Half of Today’s Households Are at Risk for Retirement
Alicia H. Munnell is a columnist for MarketWatch and director of the Center for Retirement Research at Boston College.
Retirement security in 2019 and 2020: We need to fix our retirement system.
The release of the Federal Reserve’s 2019 Survey of Consumer Finances (SCF) provides, once again, an opportunity to take stock of retirement security.
For this task, we use our National Retirement Risk Index (NRRI), which compares SCF households’ projected replacement rates – retirement income as a percentage of preretirement income – with target rates that would allow them to maintain their living standard and then calculates the percentage falling short.
A recent brief both updates the NRRI to 2019 and also estimates what the NRRI might have looked like if the SCF had been conducted in 2020.
Updating the NRRI to 2019 involves several steps.
First, households from the 2019 SCF replace households from the 2016 SCF. Next, 2019 data are incorporated in the equation used to predict financial and housing wealth at age 65. Finally, annuity income is re-estimated based on any changes in reverse mortgage and interest rates.

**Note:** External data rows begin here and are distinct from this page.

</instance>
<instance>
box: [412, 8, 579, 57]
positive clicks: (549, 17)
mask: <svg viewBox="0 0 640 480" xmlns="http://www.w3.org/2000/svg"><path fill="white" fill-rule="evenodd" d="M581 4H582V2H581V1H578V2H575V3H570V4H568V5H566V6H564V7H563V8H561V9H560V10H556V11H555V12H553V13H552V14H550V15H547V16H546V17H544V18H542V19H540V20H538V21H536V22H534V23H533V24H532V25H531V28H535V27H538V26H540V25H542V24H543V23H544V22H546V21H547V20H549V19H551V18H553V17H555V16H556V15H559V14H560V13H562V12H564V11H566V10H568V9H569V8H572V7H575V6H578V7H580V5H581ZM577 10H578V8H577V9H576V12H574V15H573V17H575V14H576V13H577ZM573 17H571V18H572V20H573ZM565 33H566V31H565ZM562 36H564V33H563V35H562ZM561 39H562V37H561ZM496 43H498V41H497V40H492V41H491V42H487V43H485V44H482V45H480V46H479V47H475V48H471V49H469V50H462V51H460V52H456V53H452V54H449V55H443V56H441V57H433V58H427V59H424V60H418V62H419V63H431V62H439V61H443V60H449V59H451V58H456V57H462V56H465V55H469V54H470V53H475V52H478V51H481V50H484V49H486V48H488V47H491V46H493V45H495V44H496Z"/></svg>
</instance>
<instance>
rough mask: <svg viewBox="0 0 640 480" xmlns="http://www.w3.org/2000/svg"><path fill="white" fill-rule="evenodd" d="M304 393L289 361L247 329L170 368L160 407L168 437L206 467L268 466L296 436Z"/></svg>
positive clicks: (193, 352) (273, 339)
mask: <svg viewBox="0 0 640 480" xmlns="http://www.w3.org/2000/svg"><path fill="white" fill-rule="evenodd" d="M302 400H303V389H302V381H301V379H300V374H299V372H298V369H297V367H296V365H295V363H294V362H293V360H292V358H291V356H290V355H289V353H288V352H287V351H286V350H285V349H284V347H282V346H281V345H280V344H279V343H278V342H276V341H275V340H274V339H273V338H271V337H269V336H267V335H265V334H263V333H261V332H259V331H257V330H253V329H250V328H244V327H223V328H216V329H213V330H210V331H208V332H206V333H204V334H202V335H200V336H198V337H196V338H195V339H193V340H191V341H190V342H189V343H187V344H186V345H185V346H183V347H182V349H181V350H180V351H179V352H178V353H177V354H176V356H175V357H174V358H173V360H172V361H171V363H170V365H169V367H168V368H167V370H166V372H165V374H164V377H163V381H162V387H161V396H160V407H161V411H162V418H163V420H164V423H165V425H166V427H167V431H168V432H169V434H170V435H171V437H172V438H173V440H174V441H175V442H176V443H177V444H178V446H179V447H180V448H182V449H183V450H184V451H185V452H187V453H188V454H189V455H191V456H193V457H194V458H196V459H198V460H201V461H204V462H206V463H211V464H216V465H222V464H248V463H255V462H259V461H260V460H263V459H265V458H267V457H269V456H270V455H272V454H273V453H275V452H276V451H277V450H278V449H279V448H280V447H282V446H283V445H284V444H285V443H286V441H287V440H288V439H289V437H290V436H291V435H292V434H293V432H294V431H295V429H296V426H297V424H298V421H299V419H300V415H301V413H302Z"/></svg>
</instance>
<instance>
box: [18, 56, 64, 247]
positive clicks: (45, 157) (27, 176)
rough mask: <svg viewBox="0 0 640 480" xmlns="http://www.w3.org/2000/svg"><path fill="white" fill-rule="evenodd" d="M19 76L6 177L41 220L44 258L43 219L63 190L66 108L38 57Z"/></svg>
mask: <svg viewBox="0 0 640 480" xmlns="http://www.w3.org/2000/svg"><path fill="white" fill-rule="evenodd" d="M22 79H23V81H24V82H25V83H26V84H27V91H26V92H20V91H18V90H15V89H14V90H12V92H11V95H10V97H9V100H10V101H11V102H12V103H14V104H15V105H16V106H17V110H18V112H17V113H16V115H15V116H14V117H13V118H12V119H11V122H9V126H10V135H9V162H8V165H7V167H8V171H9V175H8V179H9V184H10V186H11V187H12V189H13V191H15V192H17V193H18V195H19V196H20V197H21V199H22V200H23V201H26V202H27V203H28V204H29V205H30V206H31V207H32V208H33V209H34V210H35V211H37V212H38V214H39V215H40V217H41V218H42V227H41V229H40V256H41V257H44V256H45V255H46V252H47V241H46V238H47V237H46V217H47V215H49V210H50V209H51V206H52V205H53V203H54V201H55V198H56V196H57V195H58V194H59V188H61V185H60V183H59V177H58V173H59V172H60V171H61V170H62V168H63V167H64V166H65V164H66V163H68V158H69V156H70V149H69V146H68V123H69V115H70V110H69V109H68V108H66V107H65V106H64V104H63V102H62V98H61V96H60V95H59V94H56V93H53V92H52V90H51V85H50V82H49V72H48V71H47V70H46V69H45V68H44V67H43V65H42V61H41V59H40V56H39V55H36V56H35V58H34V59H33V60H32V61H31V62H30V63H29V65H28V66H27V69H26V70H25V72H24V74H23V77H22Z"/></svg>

Because the three years from 2016 to 2019 were a period of solid economic growth accompanied by strong stock and housing markets, we expected the NRRI to have improved in this span. And it did. But the improvement was modest for several reasons.
First, the stock market gains were enjoyed primarily by those already not at risk.
Second, real interest rates continued to decline, which means that people will get less income from their accumulated wealth.
And third, the strong wage growth for lower-income groups, which is good news generally, led to lower projected Social Security replacement rates. As a result, the NRRI declined only from 50 percent in 2016 to 49 percent in 2019 (see Figure 1 below).
While the update for 2019 is useful and provides a benchmark for future surveys, it does not tell us about retirement security in 2020. COVID-19 and the resulting surge in unemployment have inevitably made the situation worse. Indeed, our estimate shows that if the SCF had been conducted in 2020 instead of 2019, the NRRI would have been 2 percentage points higher—51 percent versus 49 percent.
A 2-percentage-point increase in the NRRI might seem modest for the most calamitous economic event since the Great Depression. Indeed, two factors are at play here. First, the rise in house and stock prices, an unusual occurrence during a recession, partially blunted the impact of unemployment (see Table 1 below).
Second, the NRRI only measures whether a household is at risk, not the increase in the “savings gap” – the gap between actual and adequate savings. That is, many households who were already at risk have become increasingly worse off.
The bottom line is that updates to the NRRI confirm what we already know — half of today’s households will not have enough retirement income to maintain their preretirement standard of living, even if they work to age 65 and annuitize all their financial assets, including the receipts from a reverse mortgage on their homes. We need to fix our retirement system. Only universal coverage at work will allow workers to accumulate adequate resources to maintain their standard of living.